Maurice Smith, president/CEO of Local Government Federal Credit Union in Raleigh, N.C., and chairman of the North Carolina Credit Union League, said state-chartered credit unions in the Tar Heel state “feel like pawns in a bigger game” between the NCUA and state regulators.

“This very much feels like a punitive action, like the NCUA is saying 'we are making a statement here',” Smith said.

Jack Braswell, CEO of the $240 million Members Credit Union in Winston-Salem, N.C. said the NCUA's action make it seem like “they're in the business of regulating our regulator.”

The 33-year credit union executive called the separate exams “a back-door attack against SECU and the North Carolina administrator done just for spite.”

Of the 49 state-chartered credit unions subjected to separate exams, four are so large that the remaining 45 represent only $1.5 billion in assets, he said.

“Let's bring some reason to this. This is not a safety and soundness issue,” Braswell said. “I understand [the NCUA] has to protect the insurance fund but the dotted line here is just too strong to not connect their actions to retaliation against the North Carolina administrator.”

State Employees Credit Union President/CEO Jim Blaine called the CAMEL release as justification for separate exams a red herring and trumped up charges. He pointed to two accusations the NCUA made against Jay–that she leaked confidential examination documents to SECU and she announced during a meeting with NCUA officials that the federal regulator had initiated termination of SECU's federal deposit insurance. Those accusations were investigated by the agency's Office of Inspector General. The OIG concluded that the NCUA didn't falsely make the accusations, but the OIG didn't declare them to be true, either.

The CAMEL pilot program was only for one year, and both Fryzel and Matz have said the NCUA will not continue separate exams in North Carolina if Jay ends the program. Blaine said he does not plan to publish his CAMEL ratings this year.

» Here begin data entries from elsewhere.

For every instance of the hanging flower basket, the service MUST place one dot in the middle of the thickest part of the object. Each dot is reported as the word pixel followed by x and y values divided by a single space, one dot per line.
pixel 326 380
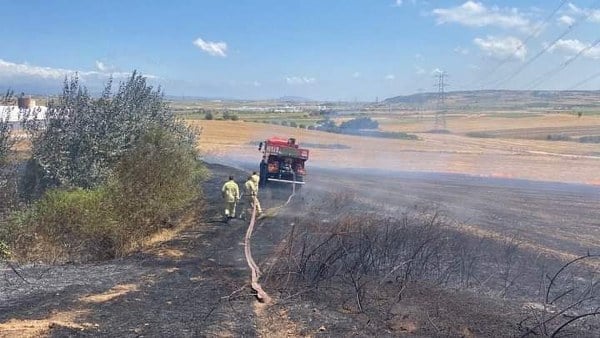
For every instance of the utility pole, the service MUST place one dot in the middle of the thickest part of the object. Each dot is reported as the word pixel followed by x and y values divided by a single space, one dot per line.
pixel 440 114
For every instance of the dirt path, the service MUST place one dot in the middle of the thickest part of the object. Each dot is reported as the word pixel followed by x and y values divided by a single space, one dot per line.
pixel 195 284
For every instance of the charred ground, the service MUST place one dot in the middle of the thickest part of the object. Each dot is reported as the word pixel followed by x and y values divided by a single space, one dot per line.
pixel 197 283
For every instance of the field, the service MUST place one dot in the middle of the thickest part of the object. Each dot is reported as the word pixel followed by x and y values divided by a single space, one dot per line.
pixel 518 153
pixel 514 208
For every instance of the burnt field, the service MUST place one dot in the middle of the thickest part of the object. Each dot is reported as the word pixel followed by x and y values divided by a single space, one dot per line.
pixel 554 218
pixel 356 252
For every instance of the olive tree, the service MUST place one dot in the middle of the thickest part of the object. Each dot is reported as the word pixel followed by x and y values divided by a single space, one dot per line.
pixel 83 138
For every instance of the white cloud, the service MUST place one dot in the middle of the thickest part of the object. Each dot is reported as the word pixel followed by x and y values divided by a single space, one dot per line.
pixel 16 70
pixel 399 3
pixel 212 48
pixel 592 15
pixel 299 80
pixel 508 47
pixel 475 14
pixel 101 66
pixel 461 50
pixel 566 20
pixel 436 71
pixel 575 46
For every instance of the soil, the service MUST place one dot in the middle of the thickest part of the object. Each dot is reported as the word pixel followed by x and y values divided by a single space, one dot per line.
pixel 197 284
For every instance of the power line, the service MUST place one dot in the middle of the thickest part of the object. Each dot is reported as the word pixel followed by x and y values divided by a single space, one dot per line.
pixel 533 34
pixel 440 114
pixel 584 81
pixel 546 48
pixel 562 66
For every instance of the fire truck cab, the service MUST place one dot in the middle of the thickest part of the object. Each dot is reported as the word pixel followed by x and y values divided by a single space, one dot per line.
pixel 283 161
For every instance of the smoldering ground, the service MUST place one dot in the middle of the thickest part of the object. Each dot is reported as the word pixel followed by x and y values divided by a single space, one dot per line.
pixel 496 238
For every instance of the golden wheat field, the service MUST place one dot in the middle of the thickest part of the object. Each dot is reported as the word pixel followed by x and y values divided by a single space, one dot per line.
pixel 559 161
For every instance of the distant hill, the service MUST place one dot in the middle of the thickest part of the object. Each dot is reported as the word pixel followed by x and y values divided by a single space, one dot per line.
pixel 501 99
pixel 293 99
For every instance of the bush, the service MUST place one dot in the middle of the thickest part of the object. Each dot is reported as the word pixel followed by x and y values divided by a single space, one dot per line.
pixel 66 225
pixel 159 176
pixel 83 138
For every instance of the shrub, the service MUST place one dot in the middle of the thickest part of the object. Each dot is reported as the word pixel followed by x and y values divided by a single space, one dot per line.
pixel 66 225
pixel 157 177
pixel 83 138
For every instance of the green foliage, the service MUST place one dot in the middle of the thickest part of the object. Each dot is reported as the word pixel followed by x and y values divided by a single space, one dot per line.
pixel 84 138
pixel 4 251
pixel 6 141
pixel 159 176
pixel 156 178
pixel 65 225
pixel 104 174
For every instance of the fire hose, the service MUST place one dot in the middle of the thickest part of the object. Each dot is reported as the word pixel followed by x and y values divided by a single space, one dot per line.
pixel 262 296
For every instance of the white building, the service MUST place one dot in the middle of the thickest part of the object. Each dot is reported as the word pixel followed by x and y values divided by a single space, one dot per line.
pixel 14 115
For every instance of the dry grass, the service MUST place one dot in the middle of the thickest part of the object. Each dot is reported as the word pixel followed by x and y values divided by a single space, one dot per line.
pixel 116 291
pixel 24 328
pixel 484 122
pixel 527 159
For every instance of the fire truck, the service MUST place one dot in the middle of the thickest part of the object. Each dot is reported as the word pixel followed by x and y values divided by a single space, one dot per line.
pixel 282 161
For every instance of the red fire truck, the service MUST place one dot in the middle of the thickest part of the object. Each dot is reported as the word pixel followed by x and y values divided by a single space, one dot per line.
pixel 283 161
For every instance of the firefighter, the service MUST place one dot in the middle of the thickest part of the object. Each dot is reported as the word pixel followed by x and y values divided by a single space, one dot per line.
pixel 231 195
pixel 263 171
pixel 255 179
pixel 251 191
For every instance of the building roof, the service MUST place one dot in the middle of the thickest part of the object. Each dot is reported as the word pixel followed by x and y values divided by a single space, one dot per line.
pixel 14 114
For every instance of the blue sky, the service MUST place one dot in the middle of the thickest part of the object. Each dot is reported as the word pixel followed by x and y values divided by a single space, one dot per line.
pixel 320 49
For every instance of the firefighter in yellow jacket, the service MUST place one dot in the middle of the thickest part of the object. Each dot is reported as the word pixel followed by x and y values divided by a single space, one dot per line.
pixel 231 195
pixel 251 192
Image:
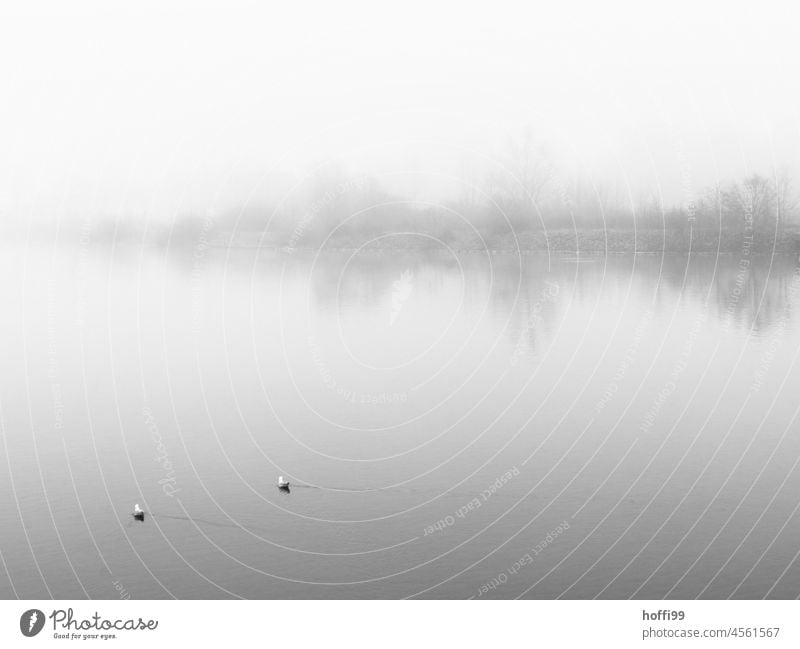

However, Smith, who is a licensed attorney, said the fracas is “plowing new legal ground as far as what a federal regulator's reaction should be when state's policy runs counter to its policy.” There is no system for reconciling the two conflicting points of view, and Smith said unless one is created, another state could soon find itself in the same situation.

The North Carolina league hasn't given up on bringing the NCUA and North Carolina regulator to the bargaining table, he said, and has asked again for the two factions to meet.

Additionally, the league is preparing to appeal to the North Carolina Credit Union Commission, a panel of seven appointed by the governor, asking the group to ratify that what Jay did was within her legal authority.

“We believe what she did was the correct thing, but we want the commission to look at it too because we want to make sure we as a credit union community aren't blinding headed down the wrong path,” he said. “We want an objective group to either tell us we were wrong or give us new ideas.”

Smith said the NCUA's actions have created a governance quandary in which state-chartered credit unions “are trying to figure out which master they serve.”

Protecting the dual charter should be important to federally chartered credit unions too, he said.

“My credit union relishes the fact that we have the choice to convert to a state charter, but today [state charters] are challenged to the extent that their viability is in question,” he said.